Zeyad Schwen, MD: Yeah, that's another great question because it is something that's used across the board in the community, also in academic centers, but not everyone will be using it, so it's oftentimes good to be your own advocate and ask those questions. Do you think this genomic testing would help determine management for this type of prostate cancer? So asking for it's important when you see your urologist. There's also such a thing as using it too much. If it's not going to change your management, then maybe it's not worth sending that additional genomic test. Will the results of a genomic test really push you in the treatment if all the other signs are pointing towards this is a cancer that we can watch?
So it's something that, if the cancer, for example, if someone has very low-risk prostate cancer, meaning the Gleason 6, or also known as Grade Group 1, your PSAs are low, it's just a small amount of cancer that does not appear aggressive, I may not want to send a genomic test because if all signs are pointing to let's watch it, let's just watch it. If the Decipher score comes up higher, really, I don't want to use that as the only test that pushes me into exposing you to a therapy that could have side effects. Usually with prostate cancer, we can watch things closely enough that we don't risk missing the window of curing it, and so that's one of the advantages of prostate cancer is it's slower moving, slower growing, and usually there's no perfect test out there, so the Decipher and genomic testing can be wrong, and so that's also important to only use it when it's going to potentially change the plan.
Dale Shepard, MD, PhD: And I guess on the other end as well, you wouldn't want to have people with disease that clearly needs to be either treated with radiation or surgery and have genomics go, "Well, do I really need to do that?"
Zeyad Schwen, MD: Yeah, exactly. And that's why we don't rely on one test in prostate cancer, especially when we have so many different helpful tests, where whether it's imaging or the biopsy pathology result or your PSA, we don't like to use one test to kind of determine the management when all the other signs are pointing in the opposite direction, so you're absolutely right.
Dale Shepard, MD, PhD: Is there anything else in the genomics area in prostate cancer that seems particularly exciting right now?
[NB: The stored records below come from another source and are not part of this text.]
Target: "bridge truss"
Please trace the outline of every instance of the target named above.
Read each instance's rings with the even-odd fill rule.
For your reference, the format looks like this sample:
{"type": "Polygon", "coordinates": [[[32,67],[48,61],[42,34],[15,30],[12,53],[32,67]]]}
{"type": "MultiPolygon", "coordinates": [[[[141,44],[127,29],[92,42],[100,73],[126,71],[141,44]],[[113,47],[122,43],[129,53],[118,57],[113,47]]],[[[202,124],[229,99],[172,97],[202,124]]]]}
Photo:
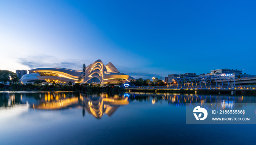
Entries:
{"type": "Polygon", "coordinates": [[[169,79],[170,87],[173,88],[234,88],[236,82],[229,76],[207,76],[182,77],[169,79]]]}

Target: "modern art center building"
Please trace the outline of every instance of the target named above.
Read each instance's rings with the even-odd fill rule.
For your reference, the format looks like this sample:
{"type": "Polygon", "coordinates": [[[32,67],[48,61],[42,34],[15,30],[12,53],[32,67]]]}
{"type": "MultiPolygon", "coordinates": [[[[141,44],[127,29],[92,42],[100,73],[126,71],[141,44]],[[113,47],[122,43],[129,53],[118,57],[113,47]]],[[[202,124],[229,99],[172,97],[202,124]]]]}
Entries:
{"type": "Polygon", "coordinates": [[[37,80],[44,83],[53,81],[65,84],[69,81],[73,83],[92,84],[117,83],[121,81],[129,81],[132,77],[120,73],[111,62],[104,65],[101,60],[98,60],[83,70],[74,70],[63,68],[39,68],[29,70],[29,74],[25,75],[20,79],[23,83],[31,83],[37,80]],[[79,79],[82,78],[82,80],[79,79]],[[79,82],[79,80],[81,80],[79,82]]]}

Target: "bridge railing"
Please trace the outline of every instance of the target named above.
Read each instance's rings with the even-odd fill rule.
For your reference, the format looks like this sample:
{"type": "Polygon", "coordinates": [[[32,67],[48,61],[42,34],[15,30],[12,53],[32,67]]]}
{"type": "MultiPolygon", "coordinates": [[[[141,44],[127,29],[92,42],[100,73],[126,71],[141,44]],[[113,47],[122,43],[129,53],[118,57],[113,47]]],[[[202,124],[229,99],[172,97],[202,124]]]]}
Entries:
{"type": "MultiPolygon", "coordinates": [[[[136,87],[125,87],[124,88],[126,89],[132,89],[132,88],[137,88],[137,89],[229,89],[231,88],[233,88],[233,85],[232,84],[230,85],[229,88],[227,88],[227,85],[223,85],[222,86],[222,88],[221,88],[218,85],[217,87],[211,87],[210,88],[210,86],[206,86],[203,88],[178,88],[177,86],[174,85],[174,86],[172,84],[171,85],[169,85],[168,86],[136,86],[136,87]]],[[[256,89],[256,85],[236,85],[233,88],[235,89],[256,89]]]]}

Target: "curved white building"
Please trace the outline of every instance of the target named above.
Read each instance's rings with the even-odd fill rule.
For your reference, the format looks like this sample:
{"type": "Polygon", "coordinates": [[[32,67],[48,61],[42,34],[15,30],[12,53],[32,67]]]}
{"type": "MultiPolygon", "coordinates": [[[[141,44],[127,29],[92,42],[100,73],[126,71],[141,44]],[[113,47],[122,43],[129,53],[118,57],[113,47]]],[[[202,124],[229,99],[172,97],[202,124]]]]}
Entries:
{"type": "MultiPolygon", "coordinates": [[[[67,83],[71,80],[73,83],[78,83],[79,76],[83,78],[82,70],[74,70],[63,68],[39,68],[29,70],[30,73],[25,75],[20,79],[24,83],[31,83],[36,80],[44,82],[67,83]]],[[[87,83],[116,83],[118,80],[124,82],[130,81],[132,77],[120,73],[111,62],[104,65],[99,60],[86,68],[84,82],[87,83]]],[[[82,79],[80,83],[83,83],[82,79]]]]}

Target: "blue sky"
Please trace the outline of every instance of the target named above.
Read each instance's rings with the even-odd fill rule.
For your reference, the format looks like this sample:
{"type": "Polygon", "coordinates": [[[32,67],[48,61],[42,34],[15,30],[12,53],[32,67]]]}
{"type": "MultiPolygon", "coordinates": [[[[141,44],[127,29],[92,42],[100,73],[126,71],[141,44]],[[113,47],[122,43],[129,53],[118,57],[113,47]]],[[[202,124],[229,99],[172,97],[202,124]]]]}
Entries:
{"type": "Polygon", "coordinates": [[[0,69],[82,69],[135,78],[244,69],[256,75],[256,1],[1,1],[0,69]]]}

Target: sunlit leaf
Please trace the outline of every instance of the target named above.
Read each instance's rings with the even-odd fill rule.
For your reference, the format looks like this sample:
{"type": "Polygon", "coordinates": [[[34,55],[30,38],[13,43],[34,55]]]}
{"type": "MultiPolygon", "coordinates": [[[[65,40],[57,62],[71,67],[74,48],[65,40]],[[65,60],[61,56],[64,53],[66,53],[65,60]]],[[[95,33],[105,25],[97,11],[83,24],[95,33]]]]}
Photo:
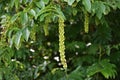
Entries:
{"type": "Polygon", "coordinates": [[[91,12],[91,0],[83,0],[83,5],[88,12],[91,12]]]}

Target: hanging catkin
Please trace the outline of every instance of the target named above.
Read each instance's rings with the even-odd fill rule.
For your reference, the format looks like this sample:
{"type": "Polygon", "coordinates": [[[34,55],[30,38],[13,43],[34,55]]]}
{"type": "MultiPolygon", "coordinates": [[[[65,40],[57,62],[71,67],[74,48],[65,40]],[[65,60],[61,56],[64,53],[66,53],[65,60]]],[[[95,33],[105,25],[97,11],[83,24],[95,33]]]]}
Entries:
{"type": "Polygon", "coordinates": [[[63,68],[67,69],[67,63],[65,59],[65,36],[64,36],[64,20],[59,18],[59,52],[60,52],[60,60],[63,65],[63,68]]]}
{"type": "Polygon", "coordinates": [[[85,18],[85,21],[84,21],[84,31],[85,33],[88,33],[89,32],[89,14],[87,12],[84,13],[84,18],[85,18]]]}
{"type": "Polygon", "coordinates": [[[49,35],[48,25],[49,25],[49,21],[45,20],[45,24],[43,25],[43,30],[44,30],[45,36],[49,35]]]}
Zeyad Schwen, MD: Yeah, I think that the genomic testing that we send out, we actually get the results of the raw gene expression. So we get all this many thousands and thousands of pieces of information from one test. We only focus on some of the genes that have been associated with prostate cancer, but we're actually using AI to sift through some of the other genes that are being expressed and we're trying to evaluate whether AI, these more advanced and powerful algorithms can find other genes that are associated with worse outcomes that we may have not found the first time around.
And also, we're using AI to combine the information from genomics with some of the other information that we get, like PSA, MRI, and the raw imaging data that we get from the MRI and our pathology and the raw data that we get from our pathology and whether we can do this very much more comprehensive analysis that our human brains can't do at once. We can only balance so many pieces of information at once and with these AI tools which we are developing here at the Cleveland Clinic to help with decision-making, maybe we can provide a better picture for patients to kind of predict their own risk and help them make more educated decisions.
Dale Shepard, MD, PhD: Well, it looks like an exciting future for genomics and prostate cancer, and appreciate you being here with us to tell us about it.
Zeyad Schwen, MD: Yep. No, it's great. I think it's an exciting, newer way to kind of understand cancer and the treatments that are needed and understand our own risk. Thank you.